Représailles israéliennes
Israël a de son côté immédiatement haussé le ton. Le ministère des Affaires étrangères a dénoncé une « ingérence hostile » et averti que toute mesure coercitive européenne entraînerait des représailles diplomatiques et économiques. Déjà, certains responsables israéliens agitent la menace d’une révision des accords de coopération scientifique et sécuritaire avec l’UE, un levier sensible dans des domaines allant de la cybersécurité à l’innovation technologique. « Quiconque en possession d’un smartphone a un bout d’Israël entre les mains », déclarait cette semaine Netanyahu, vantant l’incontournable avance technologique de son pays qui fournit le reste du monde notamment en semi-conducteurs et microprocesseurs.
Pour les partisans des sanctions, il s’agit d’un test de crédibilité pour l’Union européenne.
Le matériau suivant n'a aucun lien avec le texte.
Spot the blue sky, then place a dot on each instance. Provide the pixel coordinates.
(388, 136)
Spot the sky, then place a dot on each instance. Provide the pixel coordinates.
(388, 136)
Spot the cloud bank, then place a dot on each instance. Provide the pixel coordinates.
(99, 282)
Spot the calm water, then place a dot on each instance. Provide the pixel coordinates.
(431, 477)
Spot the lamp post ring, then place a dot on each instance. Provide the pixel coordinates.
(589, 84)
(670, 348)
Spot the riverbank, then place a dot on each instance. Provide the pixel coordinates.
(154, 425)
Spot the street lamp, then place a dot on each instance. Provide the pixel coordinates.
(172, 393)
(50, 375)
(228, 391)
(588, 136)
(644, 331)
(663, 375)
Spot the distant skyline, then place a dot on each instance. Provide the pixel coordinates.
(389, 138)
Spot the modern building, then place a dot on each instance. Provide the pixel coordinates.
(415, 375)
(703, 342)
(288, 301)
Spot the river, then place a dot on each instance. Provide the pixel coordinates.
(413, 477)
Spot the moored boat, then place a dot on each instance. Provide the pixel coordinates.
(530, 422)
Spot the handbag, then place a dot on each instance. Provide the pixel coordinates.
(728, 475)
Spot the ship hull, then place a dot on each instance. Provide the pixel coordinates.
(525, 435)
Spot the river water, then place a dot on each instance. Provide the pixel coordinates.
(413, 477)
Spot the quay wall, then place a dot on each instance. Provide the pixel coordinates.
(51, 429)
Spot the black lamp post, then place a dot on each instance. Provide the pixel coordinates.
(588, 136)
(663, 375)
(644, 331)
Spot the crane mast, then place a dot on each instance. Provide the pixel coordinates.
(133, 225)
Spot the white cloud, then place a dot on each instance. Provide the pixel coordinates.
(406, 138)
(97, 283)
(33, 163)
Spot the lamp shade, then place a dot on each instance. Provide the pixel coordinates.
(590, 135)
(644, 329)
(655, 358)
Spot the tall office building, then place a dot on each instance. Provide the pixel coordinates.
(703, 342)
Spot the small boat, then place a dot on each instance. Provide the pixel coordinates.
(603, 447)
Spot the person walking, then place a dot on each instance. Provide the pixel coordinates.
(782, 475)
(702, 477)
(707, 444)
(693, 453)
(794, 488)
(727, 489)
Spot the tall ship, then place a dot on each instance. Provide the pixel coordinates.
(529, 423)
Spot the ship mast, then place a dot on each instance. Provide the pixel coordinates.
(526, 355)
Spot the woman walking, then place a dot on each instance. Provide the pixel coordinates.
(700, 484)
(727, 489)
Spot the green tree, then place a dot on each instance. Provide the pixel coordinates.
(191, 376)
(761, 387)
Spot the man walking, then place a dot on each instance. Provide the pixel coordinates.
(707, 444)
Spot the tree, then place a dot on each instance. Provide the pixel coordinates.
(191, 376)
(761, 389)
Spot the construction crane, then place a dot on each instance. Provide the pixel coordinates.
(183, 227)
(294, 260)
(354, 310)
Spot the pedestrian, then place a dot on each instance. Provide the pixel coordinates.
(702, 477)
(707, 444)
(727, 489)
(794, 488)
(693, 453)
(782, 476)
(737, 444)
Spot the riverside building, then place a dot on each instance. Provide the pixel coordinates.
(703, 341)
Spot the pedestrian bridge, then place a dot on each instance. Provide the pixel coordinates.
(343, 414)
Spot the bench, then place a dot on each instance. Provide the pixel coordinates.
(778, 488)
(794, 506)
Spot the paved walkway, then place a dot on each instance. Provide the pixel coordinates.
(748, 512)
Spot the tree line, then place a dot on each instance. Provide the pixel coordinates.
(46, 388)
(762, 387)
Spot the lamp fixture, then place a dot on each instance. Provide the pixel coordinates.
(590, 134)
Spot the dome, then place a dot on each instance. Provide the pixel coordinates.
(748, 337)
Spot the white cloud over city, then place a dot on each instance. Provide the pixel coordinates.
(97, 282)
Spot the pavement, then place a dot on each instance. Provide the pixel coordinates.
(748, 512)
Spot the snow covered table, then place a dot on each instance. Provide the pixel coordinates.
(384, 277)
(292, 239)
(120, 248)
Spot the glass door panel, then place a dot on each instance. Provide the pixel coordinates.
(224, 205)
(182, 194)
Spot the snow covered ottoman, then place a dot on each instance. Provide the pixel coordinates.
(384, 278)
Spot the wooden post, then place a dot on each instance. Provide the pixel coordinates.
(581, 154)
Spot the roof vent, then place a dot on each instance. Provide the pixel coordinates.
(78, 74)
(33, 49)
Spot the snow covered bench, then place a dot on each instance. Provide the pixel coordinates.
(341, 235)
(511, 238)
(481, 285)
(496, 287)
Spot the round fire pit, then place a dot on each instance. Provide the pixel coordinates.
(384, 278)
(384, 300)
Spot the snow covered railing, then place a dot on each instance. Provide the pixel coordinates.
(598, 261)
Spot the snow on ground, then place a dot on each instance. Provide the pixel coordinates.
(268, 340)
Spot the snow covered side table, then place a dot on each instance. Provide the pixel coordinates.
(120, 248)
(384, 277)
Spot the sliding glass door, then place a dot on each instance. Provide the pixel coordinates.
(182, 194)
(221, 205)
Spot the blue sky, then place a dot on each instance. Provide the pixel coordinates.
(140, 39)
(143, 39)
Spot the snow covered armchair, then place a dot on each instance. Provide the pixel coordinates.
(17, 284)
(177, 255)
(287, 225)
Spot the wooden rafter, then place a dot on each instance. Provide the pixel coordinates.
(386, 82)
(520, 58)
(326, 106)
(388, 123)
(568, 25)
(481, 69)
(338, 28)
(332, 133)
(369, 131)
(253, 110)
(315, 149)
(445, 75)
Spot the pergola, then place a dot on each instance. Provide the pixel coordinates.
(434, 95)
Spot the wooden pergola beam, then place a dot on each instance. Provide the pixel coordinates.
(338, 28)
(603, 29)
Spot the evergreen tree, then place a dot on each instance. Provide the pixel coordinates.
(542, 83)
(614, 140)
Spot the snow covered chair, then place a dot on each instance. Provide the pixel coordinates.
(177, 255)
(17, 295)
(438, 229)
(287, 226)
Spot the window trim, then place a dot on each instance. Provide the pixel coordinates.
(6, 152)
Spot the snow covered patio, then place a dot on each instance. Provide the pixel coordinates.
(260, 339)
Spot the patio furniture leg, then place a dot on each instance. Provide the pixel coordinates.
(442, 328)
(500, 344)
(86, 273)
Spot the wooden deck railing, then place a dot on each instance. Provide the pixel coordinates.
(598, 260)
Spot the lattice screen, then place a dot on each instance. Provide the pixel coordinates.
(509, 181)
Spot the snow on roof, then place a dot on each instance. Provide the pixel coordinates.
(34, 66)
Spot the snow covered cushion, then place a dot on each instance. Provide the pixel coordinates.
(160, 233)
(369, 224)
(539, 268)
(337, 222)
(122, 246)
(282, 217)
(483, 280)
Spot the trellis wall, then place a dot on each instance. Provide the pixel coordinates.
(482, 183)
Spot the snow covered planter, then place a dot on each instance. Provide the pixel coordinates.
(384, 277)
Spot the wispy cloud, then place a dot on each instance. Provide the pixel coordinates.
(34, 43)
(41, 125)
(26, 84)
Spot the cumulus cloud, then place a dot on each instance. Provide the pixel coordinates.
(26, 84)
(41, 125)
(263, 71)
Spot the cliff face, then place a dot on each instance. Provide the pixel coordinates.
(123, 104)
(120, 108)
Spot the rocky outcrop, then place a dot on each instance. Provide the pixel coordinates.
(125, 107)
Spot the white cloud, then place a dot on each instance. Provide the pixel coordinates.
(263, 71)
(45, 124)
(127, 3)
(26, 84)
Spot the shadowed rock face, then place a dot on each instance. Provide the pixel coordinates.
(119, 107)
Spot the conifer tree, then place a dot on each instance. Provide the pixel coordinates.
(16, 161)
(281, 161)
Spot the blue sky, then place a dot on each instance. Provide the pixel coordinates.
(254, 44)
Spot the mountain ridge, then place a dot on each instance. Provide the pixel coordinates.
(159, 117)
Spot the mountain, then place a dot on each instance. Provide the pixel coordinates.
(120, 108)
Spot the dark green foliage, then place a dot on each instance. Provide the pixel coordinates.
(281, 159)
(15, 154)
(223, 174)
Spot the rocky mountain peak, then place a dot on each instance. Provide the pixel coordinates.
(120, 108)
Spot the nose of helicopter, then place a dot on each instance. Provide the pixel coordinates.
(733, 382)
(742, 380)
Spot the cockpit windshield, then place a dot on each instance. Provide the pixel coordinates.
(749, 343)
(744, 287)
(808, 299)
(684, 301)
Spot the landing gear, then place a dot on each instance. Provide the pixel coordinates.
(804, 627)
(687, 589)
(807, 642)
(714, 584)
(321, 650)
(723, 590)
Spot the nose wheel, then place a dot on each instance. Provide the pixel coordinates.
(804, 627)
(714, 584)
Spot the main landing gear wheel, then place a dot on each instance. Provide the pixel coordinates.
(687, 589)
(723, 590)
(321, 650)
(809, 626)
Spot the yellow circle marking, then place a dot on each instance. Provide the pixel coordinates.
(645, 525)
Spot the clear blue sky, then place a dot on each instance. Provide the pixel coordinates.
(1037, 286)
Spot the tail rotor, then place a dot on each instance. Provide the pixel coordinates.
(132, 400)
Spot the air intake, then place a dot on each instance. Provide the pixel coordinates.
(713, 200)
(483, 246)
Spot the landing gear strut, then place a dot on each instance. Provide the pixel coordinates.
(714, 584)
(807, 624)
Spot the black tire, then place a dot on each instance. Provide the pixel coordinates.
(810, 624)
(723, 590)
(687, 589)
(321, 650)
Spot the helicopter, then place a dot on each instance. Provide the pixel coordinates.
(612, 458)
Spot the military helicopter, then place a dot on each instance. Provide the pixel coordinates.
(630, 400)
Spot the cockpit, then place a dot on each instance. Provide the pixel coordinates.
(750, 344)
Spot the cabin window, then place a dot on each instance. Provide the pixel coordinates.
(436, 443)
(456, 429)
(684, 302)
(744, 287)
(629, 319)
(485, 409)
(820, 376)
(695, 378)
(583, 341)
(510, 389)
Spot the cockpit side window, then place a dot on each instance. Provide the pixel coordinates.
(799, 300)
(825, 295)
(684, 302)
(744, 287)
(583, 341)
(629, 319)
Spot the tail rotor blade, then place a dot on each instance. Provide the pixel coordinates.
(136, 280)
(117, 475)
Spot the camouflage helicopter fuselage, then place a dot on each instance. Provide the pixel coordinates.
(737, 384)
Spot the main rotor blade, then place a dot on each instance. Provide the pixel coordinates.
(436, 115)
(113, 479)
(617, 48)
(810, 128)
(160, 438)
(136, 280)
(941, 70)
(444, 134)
Ils estiment que l’UE ne peut plus se limiter à des déclarations de principe, alors que les bombardements se poursuivent et que la situation humanitaire atteint un seuil critique. Plusieurs gouvernements, notamment en Espagne, en Irlande et en Belgique, poussent à l’adoption rapide de mesures concrètes, telles que des restrictions sur les exportations d’armes, des gels d’avoirs ou des limitations de coopération.
À l’inverse, les pays les plus réticents redoutent un effet boomerang. L’Allemagne mais aussi la Hongrie, fidèle alliée de Tel-Aviv, mettent en garde contre un isolement diplomatique de l’UE vis-à-vis des États-Unis, dont la ligne reste plus indulgente. Certains craignent également que des sanctions ne compromettent la médiation européenne dans un processus de paix déjà moribond.
Dans ce bras de fer, l’équilibre interne de l’UE apparaît plus que jamais sous tension. Si Berlin finissait par s’aligner sur ses partenaires les plus critiques, le signal envoyé à Israël serait sans précédent. Mais en cas de blocage, c’est l’unité européenne elle-même qui se verrait affaiblie, exposant les fractures profondes d’un continent partagé entre solidarité historique et impératif de cohérence diplomatique.
À Tel-Aviv comme à Bruxelles, chacun retient son souffle en attendant la décision allemande. Elle pourrait sceller l’entrée de la politique européenne au Moyen-Orient dans une nouvelle ère, faite de rapports de force assumés plutôt que de prudence diplomatique.